Der Herr der Ringe: Die Schlacht der Rohirrim – Die Chronik von Daniel Falconer ist am 15. März 2025 im Klett-Cotta Verlag erschienen. Die 256-Seiten-Publikation zum gleichnamigen Film umfasst die gesamte Entstehungsgeschichte des Anime-Films aus der Sicht der Filmschaffenden. Helmut W. Pesch hat das Buch aus dem Englischen ins Deutsche übersetzt.
Was ist drin?
Die Filmchronik ist in neun Kapitel unterteilt. Jedes Kapitel entspricht einem Handlungsort und führt mit einem großformatigen Film-Bild und der Zusammenfassung der Handlung in die jeweilige Szene ein. Protagonist*innen, Charaktere, Geschöpfe, Gebäude, Landschaften, Hintergrundbilder, Waffen und Gegenstände, die in dieser Szene eine Rolle spielen, bilden die Unterpunkte des Kapitels. Hier kommen die Künstler*innen und Filmemacher*innen selbst zu Wort. Zu jedem Punkt schreiben verschiedene Mitwirkende über unterschiedliche Aspekte aus ihrer Sicht. Der Schwerpunkt des Buchs, das durchgängig farbig gestaltet ist, liegt auf dem Bildmaterial. Mit über 1.000 Skizzen, Zeichnungen, Charakterstudien, Umgebungsentwürfen und Storyboards, die teilweise noch nicht veröffentlicht wurden, wird veranschaulicht, was die Mitwirkenden beschrieben haben.
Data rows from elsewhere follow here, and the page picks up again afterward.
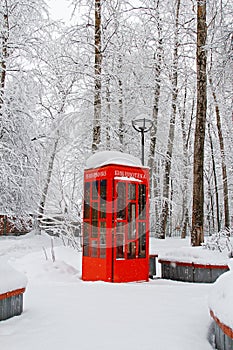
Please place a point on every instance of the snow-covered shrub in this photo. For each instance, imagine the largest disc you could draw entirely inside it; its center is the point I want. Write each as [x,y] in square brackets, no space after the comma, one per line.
[220,241]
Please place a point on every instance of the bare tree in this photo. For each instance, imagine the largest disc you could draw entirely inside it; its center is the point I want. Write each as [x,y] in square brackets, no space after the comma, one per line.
[197,233]
[168,160]
[97,78]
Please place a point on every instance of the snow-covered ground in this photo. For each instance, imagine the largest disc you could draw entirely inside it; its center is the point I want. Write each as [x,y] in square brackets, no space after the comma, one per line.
[63,312]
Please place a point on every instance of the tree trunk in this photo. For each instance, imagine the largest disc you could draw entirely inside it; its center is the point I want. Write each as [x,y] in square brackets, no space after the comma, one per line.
[121,111]
[222,149]
[46,185]
[197,234]
[97,79]
[158,63]
[4,55]
[215,179]
[185,139]
[166,186]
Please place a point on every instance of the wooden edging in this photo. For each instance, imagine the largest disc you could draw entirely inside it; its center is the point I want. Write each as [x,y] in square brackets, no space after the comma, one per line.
[12,293]
[226,330]
[192,264]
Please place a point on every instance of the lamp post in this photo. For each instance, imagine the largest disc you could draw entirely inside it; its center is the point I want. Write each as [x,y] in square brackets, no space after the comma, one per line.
[142,125]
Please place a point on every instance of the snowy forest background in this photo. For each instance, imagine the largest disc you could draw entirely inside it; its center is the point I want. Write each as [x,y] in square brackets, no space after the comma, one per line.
[48,99]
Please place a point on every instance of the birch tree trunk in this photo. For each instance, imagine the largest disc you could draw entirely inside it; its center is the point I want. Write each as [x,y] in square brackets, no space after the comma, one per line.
[166,185]
[97,78]
[215,179]
[158,63]
[222,150]
[46,185]
[197,232]
[185,139]
[4,55]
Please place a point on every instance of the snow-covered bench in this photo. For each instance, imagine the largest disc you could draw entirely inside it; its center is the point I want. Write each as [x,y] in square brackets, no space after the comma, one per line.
[12,287]
[193,264]
[221,310]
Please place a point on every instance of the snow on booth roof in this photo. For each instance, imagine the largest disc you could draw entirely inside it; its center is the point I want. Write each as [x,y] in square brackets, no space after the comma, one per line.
[112,157]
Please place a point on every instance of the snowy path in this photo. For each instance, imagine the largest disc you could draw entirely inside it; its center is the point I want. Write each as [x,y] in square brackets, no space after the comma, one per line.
[62,312]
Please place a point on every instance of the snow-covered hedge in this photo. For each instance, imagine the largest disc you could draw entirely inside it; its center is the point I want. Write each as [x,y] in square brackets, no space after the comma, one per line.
[10,279]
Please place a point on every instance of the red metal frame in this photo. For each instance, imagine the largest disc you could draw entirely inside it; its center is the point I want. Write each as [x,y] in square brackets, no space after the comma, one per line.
[109,218]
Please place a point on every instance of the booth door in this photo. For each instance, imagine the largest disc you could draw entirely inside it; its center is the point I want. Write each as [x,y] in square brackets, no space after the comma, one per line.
[130,261]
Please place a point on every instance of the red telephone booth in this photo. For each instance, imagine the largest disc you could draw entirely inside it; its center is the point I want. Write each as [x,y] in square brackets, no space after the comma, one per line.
[115,219]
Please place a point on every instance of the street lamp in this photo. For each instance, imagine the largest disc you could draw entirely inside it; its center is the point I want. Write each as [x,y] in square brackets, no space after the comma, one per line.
[142,125]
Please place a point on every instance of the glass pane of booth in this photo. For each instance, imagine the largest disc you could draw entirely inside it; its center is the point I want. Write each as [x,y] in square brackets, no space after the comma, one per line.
[132,192]
[87,200]
[131,221]
[131,250]
[94,220]
[121,201]
[95,190]
[103,197]
[103,189]
[102,239]
[142,201]
[86,227]
[142,239]
[94,249]
[120,240]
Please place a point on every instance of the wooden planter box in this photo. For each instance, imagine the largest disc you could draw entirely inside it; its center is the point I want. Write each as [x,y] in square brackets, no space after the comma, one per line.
[223,334]
[191,272]
[11,303]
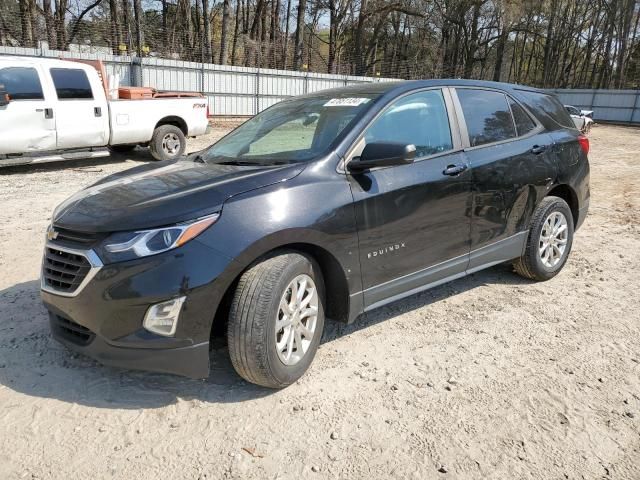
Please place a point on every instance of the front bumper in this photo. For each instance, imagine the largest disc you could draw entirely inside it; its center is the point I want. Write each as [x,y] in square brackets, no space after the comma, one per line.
[104,319]
[191,361]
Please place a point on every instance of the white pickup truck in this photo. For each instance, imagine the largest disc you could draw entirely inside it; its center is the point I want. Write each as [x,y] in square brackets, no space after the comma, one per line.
[59,110]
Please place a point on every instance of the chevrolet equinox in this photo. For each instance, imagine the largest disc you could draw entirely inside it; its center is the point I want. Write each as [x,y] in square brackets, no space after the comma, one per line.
[325,205]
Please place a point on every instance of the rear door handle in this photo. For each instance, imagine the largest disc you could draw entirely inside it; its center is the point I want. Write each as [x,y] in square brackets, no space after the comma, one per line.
[453,170]
[538,149]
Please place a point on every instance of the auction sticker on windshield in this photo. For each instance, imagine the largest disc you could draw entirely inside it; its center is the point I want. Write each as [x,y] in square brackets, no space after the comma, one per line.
[346,102]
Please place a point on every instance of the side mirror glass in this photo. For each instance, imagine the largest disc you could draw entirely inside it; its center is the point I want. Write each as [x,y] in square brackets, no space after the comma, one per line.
[4,97]
[382,155]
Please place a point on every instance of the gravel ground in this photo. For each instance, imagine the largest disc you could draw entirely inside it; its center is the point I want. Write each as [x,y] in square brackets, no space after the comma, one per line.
[490,376]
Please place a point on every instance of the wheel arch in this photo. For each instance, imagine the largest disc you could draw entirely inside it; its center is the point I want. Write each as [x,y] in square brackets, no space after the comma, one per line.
[175,121]
[569,195]
[335,282]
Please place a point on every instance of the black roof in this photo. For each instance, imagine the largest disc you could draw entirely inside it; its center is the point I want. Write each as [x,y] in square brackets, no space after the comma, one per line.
[407,85]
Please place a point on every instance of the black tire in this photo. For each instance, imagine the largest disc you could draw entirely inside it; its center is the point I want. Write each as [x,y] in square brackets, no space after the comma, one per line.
[121,149]
[160,147]
[530,264]
[252,319]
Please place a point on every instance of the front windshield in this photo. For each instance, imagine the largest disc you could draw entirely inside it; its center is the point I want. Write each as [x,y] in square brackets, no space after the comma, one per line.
[296,130]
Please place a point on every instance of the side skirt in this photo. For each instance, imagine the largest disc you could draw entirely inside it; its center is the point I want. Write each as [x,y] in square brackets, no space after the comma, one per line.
[28,159]
[458,267]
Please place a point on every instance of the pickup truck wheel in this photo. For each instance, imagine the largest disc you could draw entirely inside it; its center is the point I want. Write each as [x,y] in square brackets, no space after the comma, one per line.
[168,142]
[276,320]
[549,241]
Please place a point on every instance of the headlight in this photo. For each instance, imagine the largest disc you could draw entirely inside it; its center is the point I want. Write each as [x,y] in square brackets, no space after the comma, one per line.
[129,245]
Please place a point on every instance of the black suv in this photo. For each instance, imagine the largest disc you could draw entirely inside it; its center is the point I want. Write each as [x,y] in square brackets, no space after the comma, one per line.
[333,203]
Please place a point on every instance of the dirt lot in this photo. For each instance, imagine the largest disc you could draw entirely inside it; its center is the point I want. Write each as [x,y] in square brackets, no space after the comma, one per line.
[486,377]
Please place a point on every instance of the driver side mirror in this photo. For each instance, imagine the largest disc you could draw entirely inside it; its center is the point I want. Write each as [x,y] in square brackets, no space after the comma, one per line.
[4,97]
[382,155]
Folgende 24 Personen kommen zu Wort:
- Regisseur Kenji Kamiyama
- Die Produzent*innen Philippa Boyens, Joseph Chou und Jason DeMarco
- Die Drehbuchautorinnen Phoebe Gittins und Arty Papageorgiou
- Mitwirkende von Sola Entertainment:
- Original Character Designer Stato
- Conceptual Designer Alan Lee und John Howe
- Additional Concept Designer Daniel Falconer
- Character Designer & Key Animation Supervisor Miyako Takasu
- Prop Designer Kenji Masuda
- In-Between Animation Supervisor Aisha Ari Hagiwara
- Colour Designer Osamu Mikasa
- Background Art Supervisors Yasuhiro Yamane und Tamiko Kanamori
- CGI & Background Supervisor Shunsuke Watanabe
- Set Design & Image Board Keiichiro Shimizu
- Mitwirkende von Wētā Workshop:
- Design Studio Art Director & Senior Concept Artist Adam Middleton
- Senior Concept Artists Gus Hunter, Chris Guise und Adam Anderson
- Concept Artist Iona Brinch
- Junior Concept Artist Joshua Damian
Inhalt
Buchkapitel
Kapitel 1: Hochland der Westfold
Das erste Kapitel beginnt mit einer handgezeichneten Storyboard-Skizze, anhand derer Kenji Kamiyama seine Arbeitsweise erklärt. Weiter werden die Schwierigkeiten beschrieben, die bei der Gestaltung von Hintergründen für einen Anime-Film auftreten: insbesondere, wenn die Geografie, die Tolkien in seinen Schriften sehr detailliert beschrieben hat und die schon in Realfilmen dargestellt wurde, erkennbar sein soll. Weiter werden in diesem Kapitel die großen Adler, Héra, Helms Tochter und Ashere, Héras Pferd, vorgestellt.
Kapitel 2: Edoras
Das umfangreiche Kapitel beginnt mit der ausführlichen Beschreibung von Edoras. Die beiden Art Directors Adam Middleton und Tamiko Kanamori sprechen über die Herausforderung, Edoras so zu rekonstruieren, wie es fast zwei Jahrhunderte vor der Darstellung in der Filmtrilogie ausgesehen haben könnte. Näher beschrieben werden das Stadttor, einzelne Gebäude, der Marstall und natürlich Meduseld, die goldene Halle. Auch gibt es einen Einblick in die Heraldik von Rohan. Als Heldin des Films wird Héra in verschiedenen Situationen vorgestellt. Hier sehen wir sie als Prinzessin von Rohan. In diesem Kapitel werden auch die anderen Hauptcharaktere vorgestellt: König Helm, seine Söhne Háma und Haleth, sein Neffe Fréaláf Hildeson, die Hofdame Olwyn, der Knappe Lief, der Herr der Westmark Freca und sein Sohn Wulf, Frecas Männer und die Herren von Rohan.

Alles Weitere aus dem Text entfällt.